Something that I have found through talking to artists is that they often enjoy physical exercise, and for the last four years I've done weight training, like four or five times a week, and that has actually helped my creative process so much. I never though it would, I've never been a person attracted to gymnasiums and that kind of thing, but what I've loved about weight training during this project is when ... well, while each step in the Zealandia process might take six months to a year, I can train and successfully reach a goal in one morning! I guess it was actually writing the song 'Muscles' that made me realise that I kinda didn't have any at that point! That was my weird introduction to weight training.

So the side projects have been really important to just maintain a kind of level of creative satisfaction at a time when otherwise I haven't had an audience, I've had very little engagement with people about my work for quite some time, and I think that the energy that an artist creates with their project does need an audience! It's fifty-fifty, so it's been at times, it's felt difficult not to have that engagement.

'It’s Ōtepoti’s Fault' references The Bell Jar, and your first record is named after a Kate Chopin novel – how are these female writers important to you?

I wanted to put the Plath reference in for the similar reason I named my first record The Awakening, because it's all thoughts around my mother, who committed suicide when I was fifteen; who is still a present part of my life and my thoughts and my value system. I like to include the perspectives of or references towards female writers whose work I've responded to, and that is based on a female experience of depression. It's a way for me to acknowledge what my mother went through and the fact that that's important to me.

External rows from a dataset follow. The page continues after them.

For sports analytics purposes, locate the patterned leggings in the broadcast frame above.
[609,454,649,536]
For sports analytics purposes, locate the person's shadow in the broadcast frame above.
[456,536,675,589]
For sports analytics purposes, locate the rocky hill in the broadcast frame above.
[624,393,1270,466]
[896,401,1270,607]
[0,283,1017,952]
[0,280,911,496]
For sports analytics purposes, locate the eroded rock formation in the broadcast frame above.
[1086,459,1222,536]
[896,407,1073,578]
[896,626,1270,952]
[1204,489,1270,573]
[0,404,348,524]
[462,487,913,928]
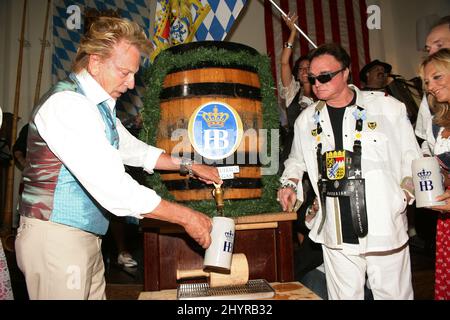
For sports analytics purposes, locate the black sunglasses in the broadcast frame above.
[308,68,346,86]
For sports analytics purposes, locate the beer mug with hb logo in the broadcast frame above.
[203,217,235,271]
[412,157,445,208]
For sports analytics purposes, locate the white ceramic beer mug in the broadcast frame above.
[203,217,235,271]
[412,157,445,208]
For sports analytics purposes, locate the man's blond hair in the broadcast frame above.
[72,17,152,73]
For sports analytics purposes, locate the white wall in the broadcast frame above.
[367,0,450,79]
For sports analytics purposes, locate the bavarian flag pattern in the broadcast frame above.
[151,0,247,60]
[325,150,345,180]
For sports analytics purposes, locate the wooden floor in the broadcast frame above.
[1,232,434,300]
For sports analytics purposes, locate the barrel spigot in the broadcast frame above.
[212,183,224,216]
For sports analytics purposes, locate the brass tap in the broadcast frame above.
[212,183,224,216]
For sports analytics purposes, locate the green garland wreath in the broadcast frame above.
[140,47,280,217]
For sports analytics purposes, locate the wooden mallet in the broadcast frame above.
[177,253,249,288]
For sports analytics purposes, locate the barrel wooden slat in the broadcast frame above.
[155,42,264,201]
[163,68,261,88]
[157,97,262,152]
[170,189,262,201]
[156,166,261,181]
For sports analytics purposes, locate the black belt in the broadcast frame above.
[321,179,368,237]
[316,106,368,237]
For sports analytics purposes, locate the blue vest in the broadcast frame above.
[19,74,119,235]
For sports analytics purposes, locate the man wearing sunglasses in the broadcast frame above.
[278,44,420,299]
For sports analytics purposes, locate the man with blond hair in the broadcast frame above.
[16,17,222,299]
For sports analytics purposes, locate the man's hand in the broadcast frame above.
[192,163,223,184]
[277,188,297,212]
[283,12,298,34]
[183,210,212,249]
[144,200,212,249]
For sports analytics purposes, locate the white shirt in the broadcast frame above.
[282,86,420,253]
[34,70,163,218]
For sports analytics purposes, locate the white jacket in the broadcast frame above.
[282,85,420,253]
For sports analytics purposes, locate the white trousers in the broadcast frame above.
[16,216,106,300]
[322,245,414,300]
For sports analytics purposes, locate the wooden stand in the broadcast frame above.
[138,281,322,300]
[141,212,297,291]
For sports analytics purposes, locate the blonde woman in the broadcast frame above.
[420,49,450,300]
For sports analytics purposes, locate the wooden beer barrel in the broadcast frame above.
[155,41,263,201]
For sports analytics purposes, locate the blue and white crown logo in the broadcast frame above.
[225,230,234,241]
[188,101,244,160]
[417,169,431,180]
[202,107,230,128]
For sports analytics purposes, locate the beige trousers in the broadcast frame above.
[16,216,106,300]
[322,245,414,300]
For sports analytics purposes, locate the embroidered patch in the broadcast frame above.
[326,150,345,180]
[353,109,366,121]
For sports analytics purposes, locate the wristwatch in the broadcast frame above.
[180,158,193,176]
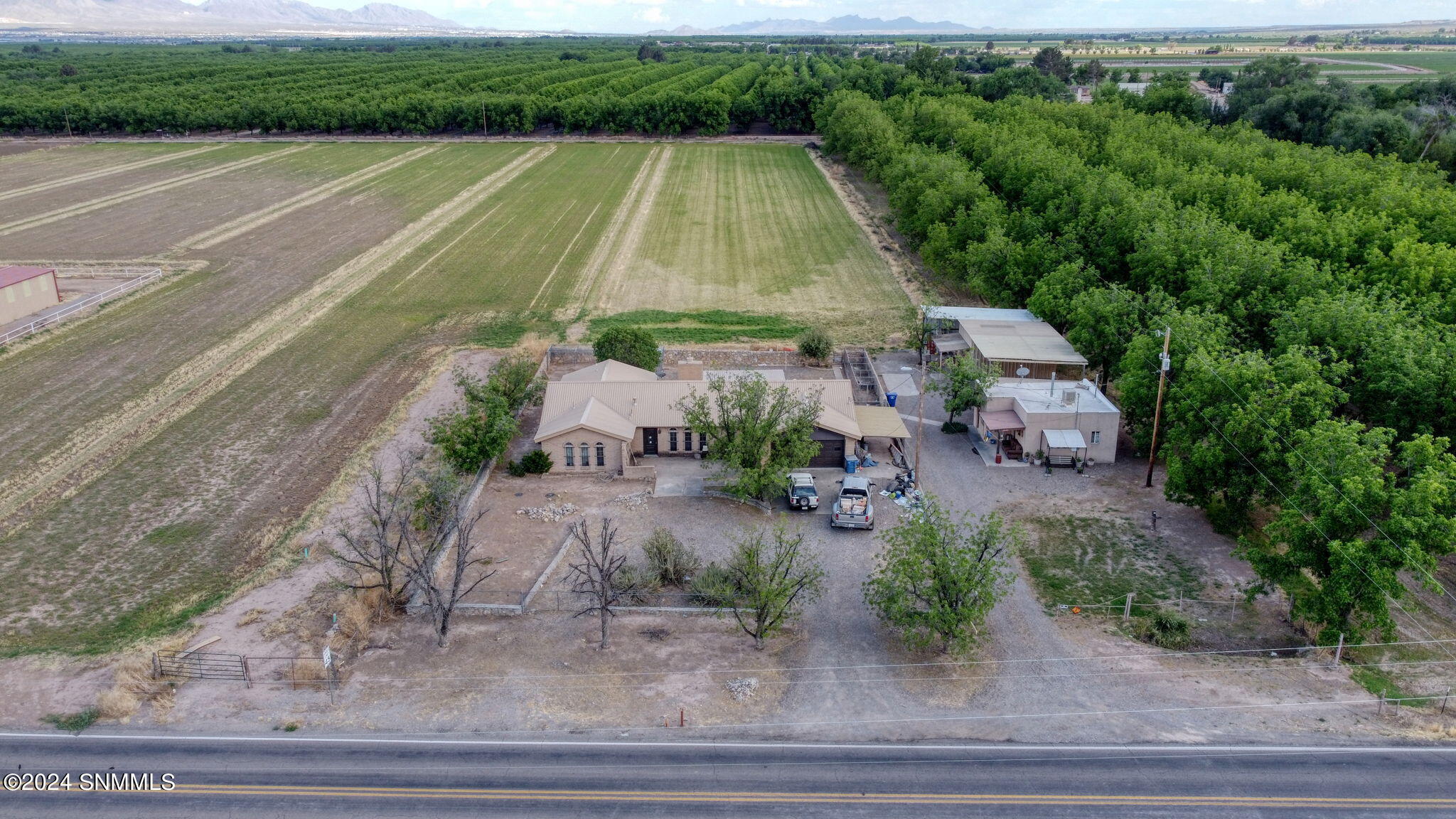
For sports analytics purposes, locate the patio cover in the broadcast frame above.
[855,404,910,439]
[981,410,1027,433]
[931,333,971,353]
[1041,430,1088,449]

There's some boldness in the framing of this album - I didn't think this album would be the place where I'd see a Birth of a Nation reference in 2018!

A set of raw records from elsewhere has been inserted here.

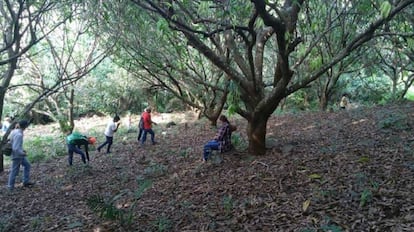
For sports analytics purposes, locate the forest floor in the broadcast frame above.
[0,103,414,232]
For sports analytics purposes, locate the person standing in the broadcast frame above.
[7,120,34,191]
[137,108,147,142]
[339,93,349,110]
[1,117,11,134]
[141,108,157,146]
[97,115,121,154]
[66,132,96,166]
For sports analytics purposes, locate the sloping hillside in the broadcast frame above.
[0,103,414,231]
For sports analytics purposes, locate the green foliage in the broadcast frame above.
[144,163,167,177]
[0,214,13,232]
[359,189,372,207]
[86,195,125,222]
[152,216,172,232]
[223,196,235,215]
[135,177,153,199]
[231,132,249,150]
[380,1,391,18]
[24,135,66,162]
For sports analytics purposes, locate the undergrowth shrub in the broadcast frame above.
[86,177,153,226]
[24,135,66,162]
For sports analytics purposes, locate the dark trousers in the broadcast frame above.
[141,128,155,144]
[138,127,144,141]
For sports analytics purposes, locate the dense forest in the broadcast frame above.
[0,0,414,230]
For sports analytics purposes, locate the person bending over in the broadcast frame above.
[66,132,96,166]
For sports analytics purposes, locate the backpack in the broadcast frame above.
[1,141,13,156]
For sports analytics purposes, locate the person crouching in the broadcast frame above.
[66,132,96,166]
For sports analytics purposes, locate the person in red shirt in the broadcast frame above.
[141,108,157,146]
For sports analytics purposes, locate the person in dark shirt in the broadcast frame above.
[203,115,237,162]
[66,132,96,166]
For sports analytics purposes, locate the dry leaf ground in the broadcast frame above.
[0,103,414,232]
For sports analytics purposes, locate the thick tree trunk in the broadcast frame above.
[247,113,268,155]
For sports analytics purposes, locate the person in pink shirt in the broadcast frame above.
[141,108,157,146]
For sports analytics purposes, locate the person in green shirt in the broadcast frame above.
[66,132,96,166]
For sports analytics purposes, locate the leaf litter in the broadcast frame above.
[0,103,414,232]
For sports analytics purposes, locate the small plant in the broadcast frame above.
[359,189,372,207]
[153,216,171,232]
[0,215,13,232]
[144,164,167,177]
[180,147,193,158]
[223,196,235,215]
[86,192,131,224]
[135,178,153,200]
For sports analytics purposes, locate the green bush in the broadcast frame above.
[24,135,66,162]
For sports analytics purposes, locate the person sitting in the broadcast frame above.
[203,115,237,162]
[66,132,96,166]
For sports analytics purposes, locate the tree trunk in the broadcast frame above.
[247,115,269,155]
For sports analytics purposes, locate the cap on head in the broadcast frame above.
[19,120,29,129]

It's a risk - it's always a risk, and I'm aware that not everybody will be into all the ideas on this album, and all of the references. I get that it's bold to call one of the songs 'Birth of a Nation', and I'll take responsibility for that, but I'm doing it because we're a racist country with a racist history! My role as an artist is to highlight the things that frustrate me about our culture, and to transfer to that energy into making pop music. So there are provocative ideas on the album, and I'm hoping they aren't so provocative as to offend people, that's certainly not my intention, but it is my intention to create discussion and thought around ideas of colonisation, care for each other and care and nurture of the environment.

This doesn't seem like an album that's possible to tour without a further round of funding - how will Zealandia be presented to the public?

I'm very aware that without touring, the album could disappear pretty quickly, so I'm mitigating that by thinking of it as this living thing that I need to nurture. I'm doing that through many more remixes, and there's also a visual side of the project, through videos. There are another two we've got in the bag, and I'm working to make more. Directing them myself is something that I've really enjoyed doing - I think if I wasn't a musician I'd probably be a filmmaker, I think.

Stevie Kaye is a Wellington-based music writer and DJ.